Sunday, December 21, 2008

Gone But Not Fogotten

Nike was my first dog. I had always wanted a big dog and saw an ad for Great Pyrenese puppies in the paper and much to my parents displeasure went and got one and brought it home. Being my first dog I had no idea what I was doing so she was bad, if she liked you she loved you but if she did not like you she made sure you knew it. All of her bad habits where no ones fault but my own, I did not research the breed of dog, had no idea about obedience and pretty much let her do what she wanted, but she loved me and that was all I cared about.

Then one year right before Christmas she developed a lump in her foot which turned out to be cancer. I weighed out the options on what to do as this type of cancer was not curable and would eventually lead to her passing within a few months. In the end I decided to have her leg amputated and she was with me for almost another year. The day she passed away was the saddest day. I knew she was not doing well and that soon a decision had to be made, my mom and I had planned a trip to Vegas and I decided that once we got back I would have to make that decision.
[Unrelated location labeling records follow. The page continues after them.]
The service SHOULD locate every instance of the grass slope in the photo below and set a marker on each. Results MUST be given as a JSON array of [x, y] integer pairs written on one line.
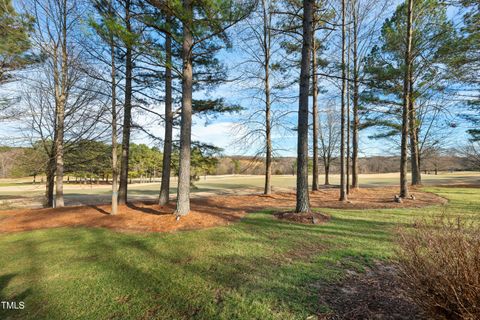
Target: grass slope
[[259, 268]]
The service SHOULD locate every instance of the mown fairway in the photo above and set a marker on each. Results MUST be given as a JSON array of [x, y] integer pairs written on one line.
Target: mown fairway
[[19, 192], [259, 268]]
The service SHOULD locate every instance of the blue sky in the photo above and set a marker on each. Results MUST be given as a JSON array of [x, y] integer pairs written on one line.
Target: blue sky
[[219, 131]]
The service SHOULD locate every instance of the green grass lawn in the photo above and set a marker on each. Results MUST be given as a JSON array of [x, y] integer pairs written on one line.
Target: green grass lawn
[[259, 268]]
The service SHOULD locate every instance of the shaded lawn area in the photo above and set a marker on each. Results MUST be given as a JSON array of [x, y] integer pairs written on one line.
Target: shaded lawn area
[[259, 268]]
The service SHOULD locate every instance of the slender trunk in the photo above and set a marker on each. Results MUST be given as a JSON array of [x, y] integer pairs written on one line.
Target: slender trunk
[[414, 154], [114, 130], [356, 121], [268, 138], [183, 190], [167, 144], [50, 181], [406, 107], [343, 186], [127, 114], [347, 165], [315, 183], [303, 201], [327, 173], [60, 79]]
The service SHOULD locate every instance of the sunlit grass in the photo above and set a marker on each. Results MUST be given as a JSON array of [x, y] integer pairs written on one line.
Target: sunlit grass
[[259, 268]]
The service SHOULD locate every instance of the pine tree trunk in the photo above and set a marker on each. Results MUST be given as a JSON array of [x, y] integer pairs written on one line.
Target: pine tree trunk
[[406, 107], [127, 115], [167, 144], [356, 120], [61, 84], [414, 153], [343, 186], [315, 183], [268, 138], [347, 165], [183, 190], [59, 202], [114, 130], [50, 181], [303, 201], [327, 174]]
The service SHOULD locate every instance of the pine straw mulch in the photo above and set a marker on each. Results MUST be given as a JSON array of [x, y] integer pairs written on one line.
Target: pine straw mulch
[[206, 212], [374, 294]]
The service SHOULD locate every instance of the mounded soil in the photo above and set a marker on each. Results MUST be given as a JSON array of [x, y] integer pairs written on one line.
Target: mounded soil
[[206, 212], [374, 294]]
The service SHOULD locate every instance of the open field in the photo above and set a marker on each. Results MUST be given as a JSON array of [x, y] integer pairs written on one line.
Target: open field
[[25, 194], [95, 273]]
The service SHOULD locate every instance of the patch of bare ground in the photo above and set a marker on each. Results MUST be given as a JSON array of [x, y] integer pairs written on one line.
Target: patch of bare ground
[[305, 218], [206, 211], [375, 294]]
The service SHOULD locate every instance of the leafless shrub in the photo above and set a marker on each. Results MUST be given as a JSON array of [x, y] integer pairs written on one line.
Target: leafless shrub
[[439, 262]]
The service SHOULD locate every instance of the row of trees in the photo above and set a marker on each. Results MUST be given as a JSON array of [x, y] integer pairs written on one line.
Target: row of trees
[[96, 64]]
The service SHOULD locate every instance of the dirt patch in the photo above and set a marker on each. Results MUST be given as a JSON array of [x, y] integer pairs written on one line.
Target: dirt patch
[[206, 212], [375, 294], [305, 218]]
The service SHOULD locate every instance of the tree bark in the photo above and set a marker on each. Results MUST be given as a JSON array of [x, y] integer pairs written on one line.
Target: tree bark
[[414, 152], [167, 144], [343, 186], [315, 183], [268, 138], [406, 103], [302, 196], [60, 81], [356, 121], [127, 114], [327, 174], [114, 129], [347, 165], [50, 181], [183, 190]]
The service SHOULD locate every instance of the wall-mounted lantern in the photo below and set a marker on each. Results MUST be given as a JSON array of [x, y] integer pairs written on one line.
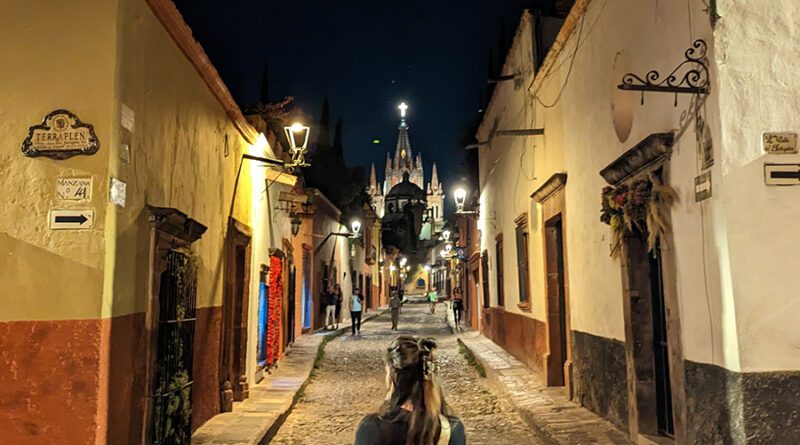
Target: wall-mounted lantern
[[297, 134]]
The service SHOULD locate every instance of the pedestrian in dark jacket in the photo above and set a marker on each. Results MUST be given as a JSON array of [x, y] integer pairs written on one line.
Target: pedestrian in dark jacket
[[356, 304], [458, 306], [338, 298], [395, 302]]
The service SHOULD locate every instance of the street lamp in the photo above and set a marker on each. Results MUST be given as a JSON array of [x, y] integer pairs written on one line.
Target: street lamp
[[355, 227], [460, 196], [297, 134]]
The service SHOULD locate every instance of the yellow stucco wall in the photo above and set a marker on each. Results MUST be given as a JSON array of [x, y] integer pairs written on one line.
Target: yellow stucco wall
[[55, 55], [91, 59], [178, 159]]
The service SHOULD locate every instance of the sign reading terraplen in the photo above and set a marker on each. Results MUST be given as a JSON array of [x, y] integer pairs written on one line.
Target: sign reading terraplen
[[71, 219], [74, 189], [780, 143], [61, 135]]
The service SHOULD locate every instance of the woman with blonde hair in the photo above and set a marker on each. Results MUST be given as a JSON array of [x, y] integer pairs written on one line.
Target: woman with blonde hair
[[415, 411]]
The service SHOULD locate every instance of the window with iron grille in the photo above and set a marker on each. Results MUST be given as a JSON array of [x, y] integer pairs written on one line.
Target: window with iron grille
[[522, 258], [501, 300]]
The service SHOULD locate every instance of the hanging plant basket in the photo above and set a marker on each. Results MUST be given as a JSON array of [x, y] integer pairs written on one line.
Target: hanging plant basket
[[642, 204]]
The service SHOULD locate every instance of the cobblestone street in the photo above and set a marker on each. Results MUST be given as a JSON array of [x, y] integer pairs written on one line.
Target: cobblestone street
[[349, 383]]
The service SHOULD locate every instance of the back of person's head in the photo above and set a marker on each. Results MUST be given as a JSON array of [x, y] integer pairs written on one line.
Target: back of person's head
[[411, 376]]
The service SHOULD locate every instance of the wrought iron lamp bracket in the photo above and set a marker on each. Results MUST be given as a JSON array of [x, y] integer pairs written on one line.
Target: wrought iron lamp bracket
[[689, 77]]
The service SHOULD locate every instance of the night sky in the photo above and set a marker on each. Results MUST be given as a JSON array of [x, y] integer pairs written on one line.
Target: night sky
[[366, 57]]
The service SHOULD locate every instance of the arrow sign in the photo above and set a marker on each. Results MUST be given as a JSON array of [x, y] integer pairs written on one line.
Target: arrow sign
[[782, 174], [71, 219]]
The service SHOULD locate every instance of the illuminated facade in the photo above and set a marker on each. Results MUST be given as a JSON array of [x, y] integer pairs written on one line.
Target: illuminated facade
[[404, 162]]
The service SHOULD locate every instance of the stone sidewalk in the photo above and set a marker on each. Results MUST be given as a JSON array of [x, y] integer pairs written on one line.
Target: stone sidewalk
[[545, 409], [255, 420]]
While we where gone she went to stay with my grandparents, her second favorite place in the world to be, and the day we where leaving Vegas to come home I got a call from my grandma to let me know that Nike had passed away in her sleep. I was relieved and devastated at the same time, relieved because she went peacefully in her sleep but devastate that I was not there and did not get the chance to say goodbye. Its been 3 years now since she passed away and I know now she is happy, at peace and one day I will get to be with her again, but I still miss her terribly.

I Stood By Your Bed(Canine version)
I stood by your bed last night, I came to have a peep. I could see that you were crying, You found it hard to sleep.
I whined to you softly as you brushed away a tear, "It's me, I haven't left you, I'm well, I'm fine, I'm here."I was close to you at breakfast, I watched you pour the tea, You were thinking of the many times, your hands reached down to me.
I was with you at the shops today, Your arms were getting sore. I longed to take your parcels, I wish I could do more. I was with you at my grave today, You tend it with such care. I want to reassure you, that I'm not lying there.
I walked with you towards the house, as you fumbled for your key. I gently put my paw on you, I smiled and said "It's me."You looked so very tired, and sank into a chair. I tried so hard to let you know, that I was standing there.
It's possible for me, to be so near you everyday. To say to you with certainty, "I never went away. "You sat there very quietly, then smiled, I think you knew ... in the stillness of that evening, I was very close to you.
The day is over... I smile and watch you yawning and say "goodnight, God bless, I'll see you in the morning."
And when the time is right for you to cross the brief divide, I'll rush across to greet you and again I will be by your side.
I have so many things to show you, there is so much for you to see. Be patient, live your journey out ... then come home to be with me.